На следующий день после смотра состоялся грандиозный день памяти лорда Уттербака.
Граф Венлок поставил гроб с телом героя в самом большом храме города, с низким фронтоном и украшенном колоннами с каннелюрами. Теперь храм использовали для лекций, публичных чтений и концертов. Королевский штандарт из повозки Карросиро, который я положил на тело Уттербака, щит на белом фоне с золотой нитью и галунами, накрывал гроб. Аббат со звучным голосом произносил поминальную молитву – тот самый, что обращался к толпе, когда короновали Берлауду. Рыцарь-маршал стоял в своем небесно-голубом костюме, и внуки поддерживали его с двух сторон под локти. Ее величество посетила службу в честь победителя, который укрепил ее трон, как и многие другие придворные. На этот случай она надела шелковое платье цвета сливок, что считалось траурным нарядом для королевы.
В храме находились ветераны Весов Экстона, часть из них имели ранения и опирались на костыли, или их поддерживали друзья. Они гордились своими повязками – истинными вестниками победы. Впрочем, большинство не допустили в храм, оставив в молчании стоять перед входом.
Я пришел вместе с Липтоном, который надел офицерскую перевязь, и ему позволили войти в храм, а он провел с собой меня. Я был в доспехах, с мечом на боку, шлем я держал в руке. В знак траура я приколол к вороту побеги розмарина. Меня мало волновало, что граф Венлок бросал в мою сторону злобные взгляды, я пришел для того, чтобы проститься со своим боевым товарищем и другом, почтить его мужество и победу.

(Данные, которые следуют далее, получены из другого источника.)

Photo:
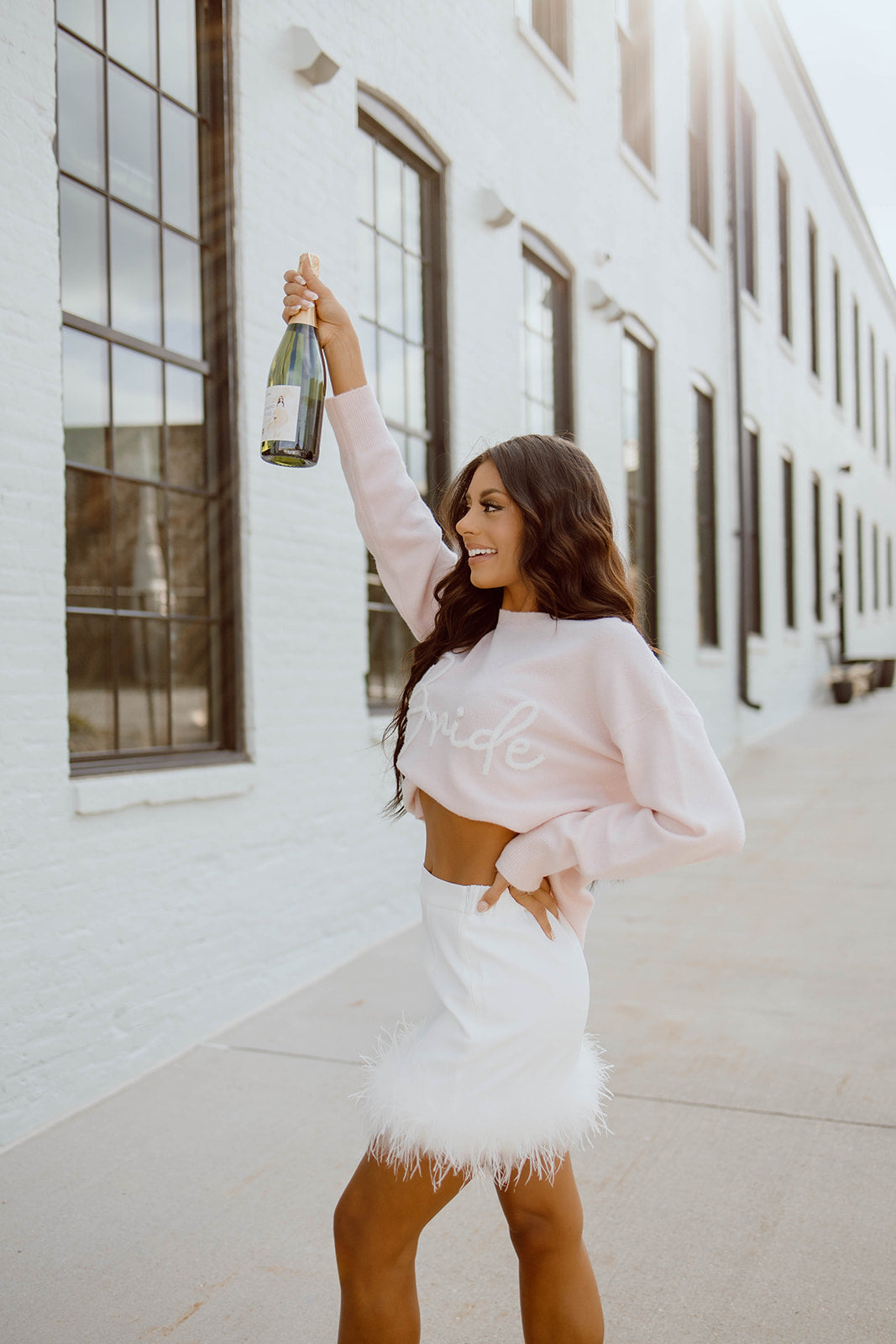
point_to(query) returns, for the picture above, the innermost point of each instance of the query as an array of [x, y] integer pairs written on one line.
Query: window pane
[[92, 712], [87, 539], [82, 145], [365, 272], [136, 289], [412, 299], [85, 396], [130, 35], [412, 188], [364, 181], [82, 225], [134, 141], [181, 168], [183, 296], [416, 389], [177, 49], [136, 400], [188, 528], [389, 286], [389, 192], [83, 17], [191, 683], [186, 416], [143, 682], [391, 376], [141, 548]]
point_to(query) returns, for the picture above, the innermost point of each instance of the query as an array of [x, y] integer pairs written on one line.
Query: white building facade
[[527, 213]]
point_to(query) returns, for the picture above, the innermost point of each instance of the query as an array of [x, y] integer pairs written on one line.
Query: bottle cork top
[[308, 315]]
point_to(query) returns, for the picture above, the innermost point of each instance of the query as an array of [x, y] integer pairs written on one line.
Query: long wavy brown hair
[[569, 557]]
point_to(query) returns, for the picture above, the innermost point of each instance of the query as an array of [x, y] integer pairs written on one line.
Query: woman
[[544, 746]]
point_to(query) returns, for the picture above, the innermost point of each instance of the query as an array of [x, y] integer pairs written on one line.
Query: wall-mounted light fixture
[[493, 210], [309, 58]]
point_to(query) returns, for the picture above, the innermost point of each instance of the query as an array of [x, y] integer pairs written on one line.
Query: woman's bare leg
[[558, 1292], [376, 1227]]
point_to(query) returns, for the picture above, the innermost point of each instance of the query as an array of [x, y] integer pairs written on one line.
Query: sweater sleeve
[[399, 530], [683, 808]]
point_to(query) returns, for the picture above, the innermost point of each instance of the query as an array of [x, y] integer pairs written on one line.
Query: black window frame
[[819, 593], [636, 78], [815, 342], [217, 366], [789, 550], [551, 22], [839, 349], [699, 120], [783, 252], [705, 412], [754, 602], [747, 183], [383, 124]]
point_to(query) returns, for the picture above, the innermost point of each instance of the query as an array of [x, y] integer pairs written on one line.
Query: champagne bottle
[[296, 389]]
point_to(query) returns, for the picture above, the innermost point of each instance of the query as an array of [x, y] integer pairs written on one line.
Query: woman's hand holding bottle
[[338, 339]]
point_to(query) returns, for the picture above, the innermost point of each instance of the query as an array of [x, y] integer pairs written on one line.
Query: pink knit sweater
[[570, 732]]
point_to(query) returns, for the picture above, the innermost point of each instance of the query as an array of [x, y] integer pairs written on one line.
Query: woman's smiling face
[[492, 531]]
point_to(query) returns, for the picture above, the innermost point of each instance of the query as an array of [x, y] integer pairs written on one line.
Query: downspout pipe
[[745, 577]]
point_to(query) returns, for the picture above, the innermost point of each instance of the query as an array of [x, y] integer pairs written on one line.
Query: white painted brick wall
[[144, 913]]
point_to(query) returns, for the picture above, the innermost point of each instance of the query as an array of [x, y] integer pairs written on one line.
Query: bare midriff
[[459, 850]]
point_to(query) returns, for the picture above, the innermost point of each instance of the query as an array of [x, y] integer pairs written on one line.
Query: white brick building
[[214, 840]]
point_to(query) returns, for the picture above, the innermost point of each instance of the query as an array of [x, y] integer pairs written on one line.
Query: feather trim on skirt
[[499, 1079]]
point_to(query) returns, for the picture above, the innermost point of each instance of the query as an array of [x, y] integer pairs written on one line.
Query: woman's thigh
[[383, 1210]]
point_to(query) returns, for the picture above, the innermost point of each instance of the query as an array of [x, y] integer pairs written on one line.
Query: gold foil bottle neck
[[308, 315]]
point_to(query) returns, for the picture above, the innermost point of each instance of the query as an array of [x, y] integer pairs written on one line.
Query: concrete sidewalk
[[746, 1194]]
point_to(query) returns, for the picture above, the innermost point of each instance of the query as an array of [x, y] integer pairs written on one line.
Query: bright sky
[[849, 50]]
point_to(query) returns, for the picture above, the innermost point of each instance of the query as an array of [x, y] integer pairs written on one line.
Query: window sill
[[640, 170], [705, 248], [152, 788], [750, 304], [546, 55]]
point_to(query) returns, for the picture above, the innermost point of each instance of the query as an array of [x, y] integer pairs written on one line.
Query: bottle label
[[281, 414]]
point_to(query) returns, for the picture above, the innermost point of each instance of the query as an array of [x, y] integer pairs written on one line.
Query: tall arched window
[[401, 233], [150, 566]]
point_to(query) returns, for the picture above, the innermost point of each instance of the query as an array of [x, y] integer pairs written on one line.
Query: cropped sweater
[[569, 732]]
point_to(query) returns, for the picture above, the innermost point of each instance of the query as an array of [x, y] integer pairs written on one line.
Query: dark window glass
[[640, 464], [812, 242], [754, 537], [705, 492], [857, 365], [819, 597], [149, 494], [875, 568], [783, 248], [747, 160], [547, 375], [699, 120], [636, 60], [888, 429], [788, 517], [872, 387], [839, 360], [550, 22], [399, 239]]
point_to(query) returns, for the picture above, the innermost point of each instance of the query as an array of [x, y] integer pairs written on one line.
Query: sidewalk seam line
[[755, 1110]]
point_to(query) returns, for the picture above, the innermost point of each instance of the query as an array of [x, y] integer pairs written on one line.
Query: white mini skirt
[[500, 1073]]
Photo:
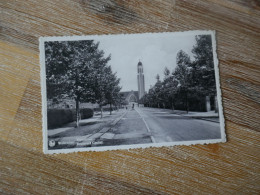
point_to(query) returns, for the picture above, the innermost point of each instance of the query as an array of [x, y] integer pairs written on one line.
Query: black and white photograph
[[109, 92]]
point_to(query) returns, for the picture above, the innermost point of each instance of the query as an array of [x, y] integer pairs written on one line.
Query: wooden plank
[[231, 167]]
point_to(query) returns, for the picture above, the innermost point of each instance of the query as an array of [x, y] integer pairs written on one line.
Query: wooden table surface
[[226, 168]]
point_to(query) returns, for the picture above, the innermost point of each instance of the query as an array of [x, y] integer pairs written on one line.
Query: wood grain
[[226, 168]]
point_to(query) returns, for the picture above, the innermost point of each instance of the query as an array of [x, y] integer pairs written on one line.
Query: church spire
[[140, 79]]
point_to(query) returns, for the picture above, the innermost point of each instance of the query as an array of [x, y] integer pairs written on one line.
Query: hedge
[[59, 117]]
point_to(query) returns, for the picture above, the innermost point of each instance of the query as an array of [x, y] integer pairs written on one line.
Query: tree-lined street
[[144, 125]]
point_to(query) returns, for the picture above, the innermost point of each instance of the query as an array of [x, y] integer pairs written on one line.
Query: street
[[151, 125], [140, 126]]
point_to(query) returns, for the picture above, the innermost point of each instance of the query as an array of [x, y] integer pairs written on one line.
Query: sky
[[155, 51]]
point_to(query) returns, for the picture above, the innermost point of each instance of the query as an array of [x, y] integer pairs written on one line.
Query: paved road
[[139, 126], [150, 125]]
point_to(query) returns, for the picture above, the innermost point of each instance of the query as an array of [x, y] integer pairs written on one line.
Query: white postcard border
[[126, 147]]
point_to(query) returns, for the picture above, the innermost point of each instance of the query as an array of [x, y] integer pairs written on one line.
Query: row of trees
[[79, 70], [189, 82]]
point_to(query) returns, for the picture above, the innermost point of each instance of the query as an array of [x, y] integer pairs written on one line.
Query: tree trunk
[[216, 104], [77, 112], [187, 103], [101, 111]]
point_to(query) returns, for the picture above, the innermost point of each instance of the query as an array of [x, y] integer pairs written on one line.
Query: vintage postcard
[[125, 91]]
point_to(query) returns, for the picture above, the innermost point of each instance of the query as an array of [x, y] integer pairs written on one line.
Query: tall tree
[[181, 74], [71, 71], [203, 73]]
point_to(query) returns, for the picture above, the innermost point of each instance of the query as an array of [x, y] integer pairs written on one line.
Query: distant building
[[134, 96], [140, 80]]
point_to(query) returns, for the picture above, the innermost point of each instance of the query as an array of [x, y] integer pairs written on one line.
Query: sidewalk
[[84, 122], [88, 133], [209, 116]]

Я стоял в задней части старого темного храма, меня окружали аромат ладана и громкое пение хора, пока аббат, маршал и Венлок восхваляли героя Весов Экстона. Я не узнавал человека, о котором они говорили: решительного и безупречного титана, стремившегося соответствовать военной доблести своих предков, – и подумал, что человек, оставшийся в моей памяти, наделенный сардоническом чувством юмора и философским отношением к жизни, был гораздо интереснее и, возможно, достойнее, чем статуя из слоновой кости, воздвигнутая избыточной риторикой.
Я не рассчитывал, что меня упомянут, так и случилось, но испытал диковинное ощущение, когда меня вычеркнули из истории лорда Уттербака.
Запели трубы, раздалась барабанная дробь, Венлок надел круглую, украшенную лиственным орнаментом шапочку и вышел из храма, а за ним шестеро мужчин, в том числе лорд Баркин, вынесли на плечах гроб. Не думаю, что Венлок заметил меня в толпе скорбящих.
На площади Курзон гроб поставили в фургон, чтобы доставить в городской порт, откуда его перевезут по Дорделле в Бретлинтон-Хэд, а оттуда морем в Этельбайт, где похоронят возле дома предков, в нескольких лигах вверх по реке от города.